Lufthansa is not alone in Europe undergoing a large scale "change process" to the means by which it manages cargo: "We have spent £250 million-plus in the biggest single investment outside of aircraft acquisitions," says Kevin Hatton, managing director of British Airways World Cargo, referring to the construction at London's Heathrow Airport of the new World Cargocentre which opens in January 1999. Alongside, Hatton has presided over a cultural and systems revolution which, timed to coincide with the opening of the massive complex, should result in improved customer service levels and cost efficiencies.

FINANCIAL TARGETS

"We have a clear role," says Hatton. "It is to contribute to BA's bottom line, meeting financial targets set by corporate BA and making a return to our shareholders while investing in our business." A key development this year has been the introduction of bar-code software and hardware, with 52 stations already geared up for this IT revolution, which will assist the carrier deliver improved service levels to its customers.

"We have lots of widebody lift, an extensive network and high frequencies - it's a pretty comprehensive offering," he says, characterising BA's network as "the crown jewels" of the business. "Where we differ from the majority of carriers," he continues, "is that we are not going for a separate structure for cargo.

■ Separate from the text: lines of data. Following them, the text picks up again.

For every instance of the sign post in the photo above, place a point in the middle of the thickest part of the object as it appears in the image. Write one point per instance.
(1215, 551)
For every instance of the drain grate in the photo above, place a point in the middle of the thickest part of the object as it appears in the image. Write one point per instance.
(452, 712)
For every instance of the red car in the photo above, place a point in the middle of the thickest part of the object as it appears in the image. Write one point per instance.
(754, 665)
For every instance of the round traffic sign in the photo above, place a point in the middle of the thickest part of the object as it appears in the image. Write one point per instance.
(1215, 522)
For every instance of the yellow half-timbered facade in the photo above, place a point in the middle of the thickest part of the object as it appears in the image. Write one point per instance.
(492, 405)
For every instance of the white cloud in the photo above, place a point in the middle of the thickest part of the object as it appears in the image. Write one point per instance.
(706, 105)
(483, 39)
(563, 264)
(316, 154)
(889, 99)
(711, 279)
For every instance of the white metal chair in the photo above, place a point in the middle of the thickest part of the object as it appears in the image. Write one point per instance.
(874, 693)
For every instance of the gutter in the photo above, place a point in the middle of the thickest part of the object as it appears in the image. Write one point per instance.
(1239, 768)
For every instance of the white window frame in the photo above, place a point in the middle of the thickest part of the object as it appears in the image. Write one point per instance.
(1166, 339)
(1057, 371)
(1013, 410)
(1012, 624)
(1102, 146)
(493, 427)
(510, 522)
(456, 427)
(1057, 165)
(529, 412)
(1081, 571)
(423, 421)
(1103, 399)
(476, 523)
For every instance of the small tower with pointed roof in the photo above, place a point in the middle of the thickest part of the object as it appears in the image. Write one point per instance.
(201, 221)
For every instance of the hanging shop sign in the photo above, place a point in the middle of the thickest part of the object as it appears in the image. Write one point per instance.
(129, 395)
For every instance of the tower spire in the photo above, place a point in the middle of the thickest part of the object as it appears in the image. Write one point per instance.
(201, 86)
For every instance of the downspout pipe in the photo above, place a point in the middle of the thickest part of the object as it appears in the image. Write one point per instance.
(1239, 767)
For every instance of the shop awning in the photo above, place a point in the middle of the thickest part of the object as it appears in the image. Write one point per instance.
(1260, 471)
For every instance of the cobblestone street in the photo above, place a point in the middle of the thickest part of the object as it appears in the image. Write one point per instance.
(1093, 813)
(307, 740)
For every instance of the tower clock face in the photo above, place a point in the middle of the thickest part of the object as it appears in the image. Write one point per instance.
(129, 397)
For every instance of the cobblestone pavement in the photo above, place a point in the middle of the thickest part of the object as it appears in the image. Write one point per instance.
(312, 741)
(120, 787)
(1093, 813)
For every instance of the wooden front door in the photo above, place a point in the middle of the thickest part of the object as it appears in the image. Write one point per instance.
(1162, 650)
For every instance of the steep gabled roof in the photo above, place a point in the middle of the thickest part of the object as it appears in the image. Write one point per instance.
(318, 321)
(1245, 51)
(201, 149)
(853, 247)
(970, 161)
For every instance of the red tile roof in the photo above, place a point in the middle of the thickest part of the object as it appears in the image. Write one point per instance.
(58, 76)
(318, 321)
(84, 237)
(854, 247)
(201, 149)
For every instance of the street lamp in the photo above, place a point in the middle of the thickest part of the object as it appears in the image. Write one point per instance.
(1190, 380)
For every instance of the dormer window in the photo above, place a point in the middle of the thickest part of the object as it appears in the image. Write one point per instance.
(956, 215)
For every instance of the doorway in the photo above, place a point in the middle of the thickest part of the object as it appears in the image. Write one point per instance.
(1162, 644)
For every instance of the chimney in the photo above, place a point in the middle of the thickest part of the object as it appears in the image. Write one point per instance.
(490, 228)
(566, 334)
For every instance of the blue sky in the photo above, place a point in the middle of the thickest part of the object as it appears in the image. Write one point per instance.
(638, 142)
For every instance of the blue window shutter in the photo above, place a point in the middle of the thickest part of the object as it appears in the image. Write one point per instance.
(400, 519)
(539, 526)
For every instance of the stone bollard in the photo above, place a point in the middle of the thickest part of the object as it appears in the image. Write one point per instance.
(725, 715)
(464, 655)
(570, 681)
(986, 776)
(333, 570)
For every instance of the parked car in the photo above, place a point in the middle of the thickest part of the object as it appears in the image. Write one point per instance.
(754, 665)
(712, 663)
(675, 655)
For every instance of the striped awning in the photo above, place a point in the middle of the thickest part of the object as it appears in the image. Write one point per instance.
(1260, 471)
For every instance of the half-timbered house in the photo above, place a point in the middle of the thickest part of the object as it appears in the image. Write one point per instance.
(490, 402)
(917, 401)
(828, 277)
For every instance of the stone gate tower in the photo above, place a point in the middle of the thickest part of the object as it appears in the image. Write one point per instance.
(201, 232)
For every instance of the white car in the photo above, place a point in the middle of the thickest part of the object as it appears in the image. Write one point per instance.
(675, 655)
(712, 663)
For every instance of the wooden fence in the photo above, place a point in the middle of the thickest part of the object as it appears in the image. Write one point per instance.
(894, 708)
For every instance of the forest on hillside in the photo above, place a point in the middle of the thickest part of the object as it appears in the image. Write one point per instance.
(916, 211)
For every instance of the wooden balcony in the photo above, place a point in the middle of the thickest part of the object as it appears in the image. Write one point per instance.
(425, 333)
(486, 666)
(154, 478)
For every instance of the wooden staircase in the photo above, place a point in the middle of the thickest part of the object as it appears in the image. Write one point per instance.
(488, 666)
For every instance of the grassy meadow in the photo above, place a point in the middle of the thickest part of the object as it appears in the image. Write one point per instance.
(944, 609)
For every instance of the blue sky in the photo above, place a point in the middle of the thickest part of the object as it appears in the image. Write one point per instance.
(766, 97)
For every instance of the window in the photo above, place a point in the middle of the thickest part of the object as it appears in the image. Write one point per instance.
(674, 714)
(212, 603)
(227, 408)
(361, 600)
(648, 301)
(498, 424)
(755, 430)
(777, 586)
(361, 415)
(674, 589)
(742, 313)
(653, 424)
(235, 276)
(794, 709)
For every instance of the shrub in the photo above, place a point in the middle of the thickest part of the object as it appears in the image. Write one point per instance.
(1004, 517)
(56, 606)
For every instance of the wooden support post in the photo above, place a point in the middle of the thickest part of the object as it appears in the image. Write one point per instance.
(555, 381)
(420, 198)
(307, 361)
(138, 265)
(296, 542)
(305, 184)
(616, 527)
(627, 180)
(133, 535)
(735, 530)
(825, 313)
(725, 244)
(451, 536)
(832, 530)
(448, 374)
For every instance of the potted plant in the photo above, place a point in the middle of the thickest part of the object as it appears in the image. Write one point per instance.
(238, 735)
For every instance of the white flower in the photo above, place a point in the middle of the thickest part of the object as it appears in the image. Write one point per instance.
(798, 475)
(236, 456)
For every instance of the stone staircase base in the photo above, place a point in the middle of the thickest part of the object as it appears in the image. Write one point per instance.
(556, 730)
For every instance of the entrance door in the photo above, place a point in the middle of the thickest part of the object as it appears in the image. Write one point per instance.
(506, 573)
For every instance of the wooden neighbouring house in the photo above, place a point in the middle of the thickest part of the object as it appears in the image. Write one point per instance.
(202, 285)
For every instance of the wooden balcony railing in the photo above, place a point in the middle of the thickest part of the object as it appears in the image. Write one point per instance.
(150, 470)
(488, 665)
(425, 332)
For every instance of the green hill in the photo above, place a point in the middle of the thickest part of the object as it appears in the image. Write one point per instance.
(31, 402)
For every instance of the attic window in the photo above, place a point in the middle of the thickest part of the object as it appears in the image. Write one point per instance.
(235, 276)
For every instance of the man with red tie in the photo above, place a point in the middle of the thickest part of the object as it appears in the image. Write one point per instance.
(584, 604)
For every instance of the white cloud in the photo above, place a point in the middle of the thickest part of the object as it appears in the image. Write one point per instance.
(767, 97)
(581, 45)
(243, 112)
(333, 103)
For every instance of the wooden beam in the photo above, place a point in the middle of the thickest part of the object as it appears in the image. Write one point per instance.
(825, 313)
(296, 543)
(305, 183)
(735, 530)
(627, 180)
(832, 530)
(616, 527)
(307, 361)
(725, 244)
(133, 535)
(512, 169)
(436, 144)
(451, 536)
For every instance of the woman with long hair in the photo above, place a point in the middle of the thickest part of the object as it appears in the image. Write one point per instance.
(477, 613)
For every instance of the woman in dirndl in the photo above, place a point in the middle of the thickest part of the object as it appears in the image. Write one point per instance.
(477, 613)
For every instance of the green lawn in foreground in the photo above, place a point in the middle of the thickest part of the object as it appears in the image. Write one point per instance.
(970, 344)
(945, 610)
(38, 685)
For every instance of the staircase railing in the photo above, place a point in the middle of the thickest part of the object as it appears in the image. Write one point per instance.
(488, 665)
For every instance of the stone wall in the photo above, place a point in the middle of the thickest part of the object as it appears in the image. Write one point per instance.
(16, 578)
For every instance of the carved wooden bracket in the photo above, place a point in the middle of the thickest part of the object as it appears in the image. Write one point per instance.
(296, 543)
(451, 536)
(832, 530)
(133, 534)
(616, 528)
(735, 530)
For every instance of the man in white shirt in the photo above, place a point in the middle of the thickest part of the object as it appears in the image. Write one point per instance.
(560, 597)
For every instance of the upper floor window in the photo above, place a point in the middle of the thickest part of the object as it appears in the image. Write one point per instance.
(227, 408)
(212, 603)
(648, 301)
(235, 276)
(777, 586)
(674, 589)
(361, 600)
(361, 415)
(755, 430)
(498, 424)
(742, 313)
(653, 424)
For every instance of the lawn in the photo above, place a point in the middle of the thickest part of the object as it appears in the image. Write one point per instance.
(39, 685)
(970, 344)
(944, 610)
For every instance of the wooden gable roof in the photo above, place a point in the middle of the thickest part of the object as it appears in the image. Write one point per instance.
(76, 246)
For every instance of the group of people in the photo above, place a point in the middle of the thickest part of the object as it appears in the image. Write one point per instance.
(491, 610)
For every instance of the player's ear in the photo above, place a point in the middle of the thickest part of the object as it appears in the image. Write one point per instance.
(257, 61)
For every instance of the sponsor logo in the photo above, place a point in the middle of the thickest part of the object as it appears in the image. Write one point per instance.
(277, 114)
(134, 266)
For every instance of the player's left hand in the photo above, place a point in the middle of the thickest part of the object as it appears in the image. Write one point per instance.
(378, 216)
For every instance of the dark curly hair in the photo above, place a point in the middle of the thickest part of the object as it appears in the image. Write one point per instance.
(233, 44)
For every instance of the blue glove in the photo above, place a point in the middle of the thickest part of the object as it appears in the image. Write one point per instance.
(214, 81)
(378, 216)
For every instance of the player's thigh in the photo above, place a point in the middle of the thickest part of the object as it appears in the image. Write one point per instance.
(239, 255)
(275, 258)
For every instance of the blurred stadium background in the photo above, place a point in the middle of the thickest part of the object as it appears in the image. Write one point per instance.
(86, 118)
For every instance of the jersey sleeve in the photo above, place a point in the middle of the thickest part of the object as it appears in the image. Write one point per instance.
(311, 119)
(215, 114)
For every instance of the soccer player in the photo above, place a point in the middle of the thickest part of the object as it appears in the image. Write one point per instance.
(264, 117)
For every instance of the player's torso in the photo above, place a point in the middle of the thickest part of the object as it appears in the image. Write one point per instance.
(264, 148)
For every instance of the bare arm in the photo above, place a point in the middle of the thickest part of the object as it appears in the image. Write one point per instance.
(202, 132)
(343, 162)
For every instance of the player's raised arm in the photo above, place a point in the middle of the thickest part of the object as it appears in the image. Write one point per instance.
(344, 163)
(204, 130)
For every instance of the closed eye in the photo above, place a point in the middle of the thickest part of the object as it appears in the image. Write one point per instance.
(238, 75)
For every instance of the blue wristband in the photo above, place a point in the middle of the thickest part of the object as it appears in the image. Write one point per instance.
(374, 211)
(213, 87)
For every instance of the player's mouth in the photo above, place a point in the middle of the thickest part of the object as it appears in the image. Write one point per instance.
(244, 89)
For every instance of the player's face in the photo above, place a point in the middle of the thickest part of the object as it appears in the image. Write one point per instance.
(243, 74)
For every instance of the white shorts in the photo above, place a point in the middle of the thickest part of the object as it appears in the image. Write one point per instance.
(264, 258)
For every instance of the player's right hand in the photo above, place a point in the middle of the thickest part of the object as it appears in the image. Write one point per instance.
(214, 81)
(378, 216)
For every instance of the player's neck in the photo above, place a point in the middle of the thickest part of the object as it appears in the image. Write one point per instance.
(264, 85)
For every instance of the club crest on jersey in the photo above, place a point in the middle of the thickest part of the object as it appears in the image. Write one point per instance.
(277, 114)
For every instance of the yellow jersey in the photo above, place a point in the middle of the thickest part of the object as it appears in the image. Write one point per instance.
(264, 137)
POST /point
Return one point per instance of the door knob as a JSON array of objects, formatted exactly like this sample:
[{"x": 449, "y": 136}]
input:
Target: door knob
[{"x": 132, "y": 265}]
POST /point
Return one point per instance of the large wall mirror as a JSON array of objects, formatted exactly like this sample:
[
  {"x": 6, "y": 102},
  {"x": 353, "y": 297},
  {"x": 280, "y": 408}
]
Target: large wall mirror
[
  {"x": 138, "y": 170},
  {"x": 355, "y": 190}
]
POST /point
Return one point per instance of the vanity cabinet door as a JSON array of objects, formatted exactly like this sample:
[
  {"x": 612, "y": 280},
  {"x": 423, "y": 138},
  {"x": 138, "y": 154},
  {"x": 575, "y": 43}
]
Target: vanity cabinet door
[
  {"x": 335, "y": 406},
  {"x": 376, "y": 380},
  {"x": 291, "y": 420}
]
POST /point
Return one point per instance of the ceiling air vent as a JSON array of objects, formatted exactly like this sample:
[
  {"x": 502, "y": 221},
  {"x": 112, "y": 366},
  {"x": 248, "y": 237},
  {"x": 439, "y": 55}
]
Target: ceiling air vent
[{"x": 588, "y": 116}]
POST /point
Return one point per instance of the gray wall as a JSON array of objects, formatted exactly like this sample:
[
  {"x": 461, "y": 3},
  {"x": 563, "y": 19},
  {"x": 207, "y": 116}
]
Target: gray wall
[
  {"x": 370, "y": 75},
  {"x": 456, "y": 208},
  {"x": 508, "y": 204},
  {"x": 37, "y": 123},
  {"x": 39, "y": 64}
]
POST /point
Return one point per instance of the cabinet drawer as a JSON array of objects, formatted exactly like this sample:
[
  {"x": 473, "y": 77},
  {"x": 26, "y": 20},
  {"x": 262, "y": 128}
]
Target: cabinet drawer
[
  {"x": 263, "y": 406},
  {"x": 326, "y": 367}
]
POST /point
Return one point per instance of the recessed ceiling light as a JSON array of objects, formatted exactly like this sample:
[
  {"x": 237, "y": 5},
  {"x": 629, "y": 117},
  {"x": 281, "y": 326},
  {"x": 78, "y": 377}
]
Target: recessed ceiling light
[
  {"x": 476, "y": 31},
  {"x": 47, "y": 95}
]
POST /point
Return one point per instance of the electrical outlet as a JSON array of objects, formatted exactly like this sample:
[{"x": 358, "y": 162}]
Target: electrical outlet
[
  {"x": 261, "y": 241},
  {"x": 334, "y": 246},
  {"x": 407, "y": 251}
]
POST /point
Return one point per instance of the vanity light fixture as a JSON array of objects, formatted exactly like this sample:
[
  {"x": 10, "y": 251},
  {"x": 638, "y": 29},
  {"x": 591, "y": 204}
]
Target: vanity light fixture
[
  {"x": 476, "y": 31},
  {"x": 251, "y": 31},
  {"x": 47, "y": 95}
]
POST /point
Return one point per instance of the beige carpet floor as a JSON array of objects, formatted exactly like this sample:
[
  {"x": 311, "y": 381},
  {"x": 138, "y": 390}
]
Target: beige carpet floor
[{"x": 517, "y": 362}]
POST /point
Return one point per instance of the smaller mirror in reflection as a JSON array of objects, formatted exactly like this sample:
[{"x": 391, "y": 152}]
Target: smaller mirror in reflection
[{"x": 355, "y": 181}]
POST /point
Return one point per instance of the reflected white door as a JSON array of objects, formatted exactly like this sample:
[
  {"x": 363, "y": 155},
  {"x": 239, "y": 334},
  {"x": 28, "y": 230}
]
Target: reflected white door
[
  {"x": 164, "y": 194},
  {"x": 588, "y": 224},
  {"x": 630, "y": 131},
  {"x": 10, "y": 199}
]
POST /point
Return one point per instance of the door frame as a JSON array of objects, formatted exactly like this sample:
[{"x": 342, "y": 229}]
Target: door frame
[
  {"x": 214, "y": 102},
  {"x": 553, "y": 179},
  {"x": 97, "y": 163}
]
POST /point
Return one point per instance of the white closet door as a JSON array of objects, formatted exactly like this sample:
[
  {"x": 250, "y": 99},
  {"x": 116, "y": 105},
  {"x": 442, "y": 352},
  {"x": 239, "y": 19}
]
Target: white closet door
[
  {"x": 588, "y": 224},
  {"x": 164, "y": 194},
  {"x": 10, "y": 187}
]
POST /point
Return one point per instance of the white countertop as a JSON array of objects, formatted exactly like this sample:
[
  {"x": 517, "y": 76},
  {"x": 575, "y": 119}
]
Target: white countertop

What we have is a formula to work with our passenger colleagues, where we pay for the capacity provided by the mainline fleet." Hatton says this is probably more akin to "the KLM model rather than Lufthansa". He says the process is maturing well.

Cargo is now involved in all new route evaluations, fleet planning and frequency changes, as well any decisions about cabin modifications and weights on BA aircraft. As an example, he describes how "seat-blocking" is now used on some flights to Hong Kong and Singapore to allow for additional cargo capacity. "It's just a means of improving overall yields for the flights involved," he says.

BA World Cargo acquires the capacity available from the mainline fleet and has become a BA customer - we now have a good trading relationship, which even includes having BA as a customer for non-AOG [aircraft on ground] items," says Hatton. Unlike Lufthansa Cargo, BA World Cargo is dependent on lift from British Airways, although a 747 freighter is on full time wet-lease for a thrice-weekly schedule to Hong Kong, alongside part time charters on an Airbus A300B4F and DC-8 freighters to Israel and Africa, respectively, all of which are based at London Stansted Airport. "We only deploy freighters where they are profitable," says Hatton. "We believe in the ability to flex in and out of markets with this kind of extra capacity," he adds.

BA STANCE

Although BA once operated its own dedicated freighters (the last one, a 747-200F, was sold in 1982) and combis, the airline no longer sees a need for such investments. "None of our customers has asked us for a 'freighter'," says Hatton, whose main focus is gearing up World Cargo to be ready for the new building at Heathrow. This is going on alongside implementing the "Change Programme" to improve and streamline all the processes in handling and moving freight. Fundamental elements of the programme include the introduction of the bar-code system.

"We have launched the customer participation programme and all the major freight forwarders are buying in to the concept," says Hatton. "We've found a lot of enthusiasm, even from those who are willing but not able to gear up their own systems to work with us just yet," he says, adding that "transparency is something that is needed in this business, and we're finding even where there's systems incompatibility with a forwarder, there is a willingness to go for the same high standards." Hatton feels that "technology can be viewed as a panacea sometimes, but the solutions are there if all the partners work together and communicate," a sentiment echoed by Lufthansa Cargo's Althen.